La mozzarella di bufala campana DOP: il segreto è nel siero naturale

L’analisi, pubblicata nel dettaglio sulla rivista Frontiers in Microbiology, si è basata su un metodo molecolare chiamato sequenziamento del gene 16S rRNA, un esame che analizza frammenti (ampliconi) di un gene batterico, chiamato appunto rRNA 16S, e fornisce come risultato il nome di tutti i batteri presenti nel campione e la loro abbondanza. L’analisi, in particolare, si svolge sequenziando il DNA dei campioni e amplificando alcune specifiche regioni del gene, che servono a identificare le specie microbiche presenti e le proporzioni in cui appaiono.

L’indagine ha indicato che il latte di bufala pastorizzato che veniva utilizzato dal caseificio moderno aggiungeva meno microbi e specie batteriche di quello sottoposto a un trattamento termico più blando (termizzazione) adottato dal caseificio più tradizionale, ma che le salamoie di entrambi erano ugualmente ricche di specie microbiche, sebbene non tutte fossero presenti nel formaggio stesso. (Sia la termizzazione che la pastorizzazione implicano l’uso del calore per eliminare una certa percentuale di germi, ma la prima utilizza temperature più basse da 57 a 68 °C per pochi secondi, rispetto ad almeno 71,7 °C per 15 secondi della seconda).

Ciò che è però risultato particolarmente interessante è che, durante il processo di cagliatura, solo un piccolo numero di specie si sviluppa e prende il sopravvento, nonostante i sieri di avviamento naturale impiegati dai due caseifici avessero abbondanze diverse di microbi dei generi Lactobacillus e Streptococcus.

In particolare, il siero del caseificio più tradizionale aveva all’incirca la stessa abbondanza di entrambi, mentre il caseificio più moderno utilizzava un siero dominato dallo Streptococcus. Tuttavia, dopo la cagliatura, la quantità di Lactobacillus è aumentata mentre quella di Streptococcus è diminuita nei campioni di mozzarella di entrambi i caseifici, probabilmente perché i batteri non erano più esposti allo stress termico che accompagnava il processo di filatura, hanno affermato gli autori dello studio.

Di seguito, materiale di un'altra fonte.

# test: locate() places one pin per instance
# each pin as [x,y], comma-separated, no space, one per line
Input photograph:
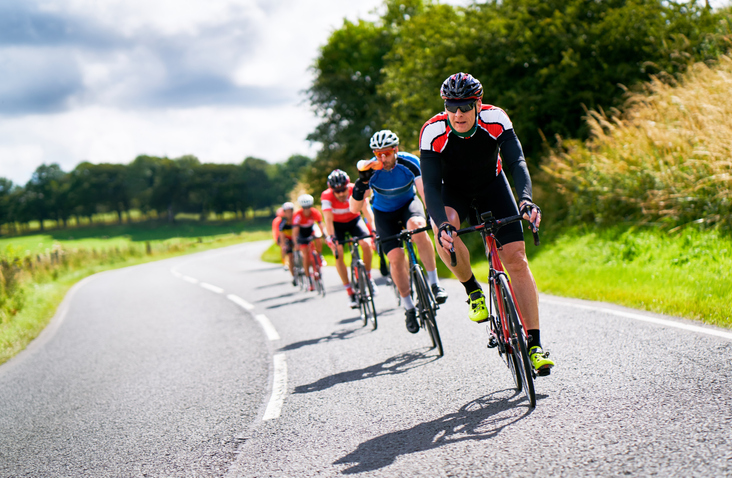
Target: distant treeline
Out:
[544,61]
[165,186]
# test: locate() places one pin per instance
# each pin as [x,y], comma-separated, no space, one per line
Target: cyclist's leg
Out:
[462,270]
[339,230]
[358,229]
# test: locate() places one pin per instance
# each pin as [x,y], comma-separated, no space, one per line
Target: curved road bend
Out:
[214,365]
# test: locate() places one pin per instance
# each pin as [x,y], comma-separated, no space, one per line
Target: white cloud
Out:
[166,78]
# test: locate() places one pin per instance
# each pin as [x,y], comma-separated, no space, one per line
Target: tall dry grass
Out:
[666,160]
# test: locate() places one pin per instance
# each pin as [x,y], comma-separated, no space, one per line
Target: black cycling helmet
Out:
[338,179]
[461,88]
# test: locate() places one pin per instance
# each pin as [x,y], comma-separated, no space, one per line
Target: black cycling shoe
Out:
[412,325]
[440,293]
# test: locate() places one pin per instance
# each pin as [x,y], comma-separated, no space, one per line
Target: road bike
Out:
[426,304]
[506,327]
[361,283]
[315,267]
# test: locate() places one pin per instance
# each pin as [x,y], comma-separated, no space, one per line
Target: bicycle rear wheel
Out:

Nonostante il gran numero di specie di microbi disponibili nel latte e nella salamoia, sembra che la composizione microbica della mozzarella sia maggiormente influenzata dal siero-innesto naturale” spiegano gli studiosi che, alla luce di questi risultati, stanno ora progettando un’analisi più ampia per saperne di più su come il latte di bufala crudo definisca i batteri nella mozzarella risultante.

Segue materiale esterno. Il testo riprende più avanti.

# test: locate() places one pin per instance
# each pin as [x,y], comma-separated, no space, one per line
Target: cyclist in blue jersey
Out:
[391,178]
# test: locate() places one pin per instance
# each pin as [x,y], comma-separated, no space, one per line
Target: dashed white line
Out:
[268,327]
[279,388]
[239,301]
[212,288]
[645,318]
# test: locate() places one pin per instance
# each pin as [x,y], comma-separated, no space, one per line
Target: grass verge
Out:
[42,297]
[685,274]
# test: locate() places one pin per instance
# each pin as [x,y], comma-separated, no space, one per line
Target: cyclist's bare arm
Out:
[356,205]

“Stiamo pianificando un progetto più ampio per indagare più a fondo il ruolo del latte di bufala crudo nella definizione del microbiota – ha affermato Levante – . L’ambito di questo studio era limitato a due caseifici e a una specifica dimensione del campione. Per fornire informazioni più complete sulle complessità microbiche della produzione alimentare tradizionale, la ricerca futura mira a comprendere un numero maggiore di produttori e giorni di produzione”.